6/24/21
By Josh Rubin
We see things differently. So what we mean when we witness things can be very different depending on our perspectives. Some of us see the suffering of people at the border caused by the barriers we erect to our common humanity. Others see, so they tell us, an earnest attempt to right a ship that nearly capsized into a four year eruption of xenophobia.
We see the reports from inside places like the children’s holding tents at Fort Bliss, and we are flooded with sympathetic agony as our minds fill with pictures of such places, where we have stood, where we have forced ourselves to suffer to bring attention there. Others, we are told in official statements, defend what they are doing, with reassurances that, for instance, they are bringing in mental health professionals in great numbers to deal with the wishes of the children inside to end their own lives, driven by those conditions.

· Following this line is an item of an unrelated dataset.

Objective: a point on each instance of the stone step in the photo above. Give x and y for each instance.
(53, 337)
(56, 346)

And the political theater. From the right, hysteria about brown people coming to hurt us. From the government, a quiet reassurance that they are not as bad as the other guy, and a puzzling insistence on keeping the same structures of tragedy in place, a disheartening commitment to stability over humanity.
And us. Where do we stand?
On the banks of the river, remembering the dead. At the gates of the prison, straining to hear voices calling out to us before they fall silent, before our hearing fails us. Our place is not in the halls of the powerful, but in the arroyos of the powerless and desperate, saying over and over again, look, please look. See what we see.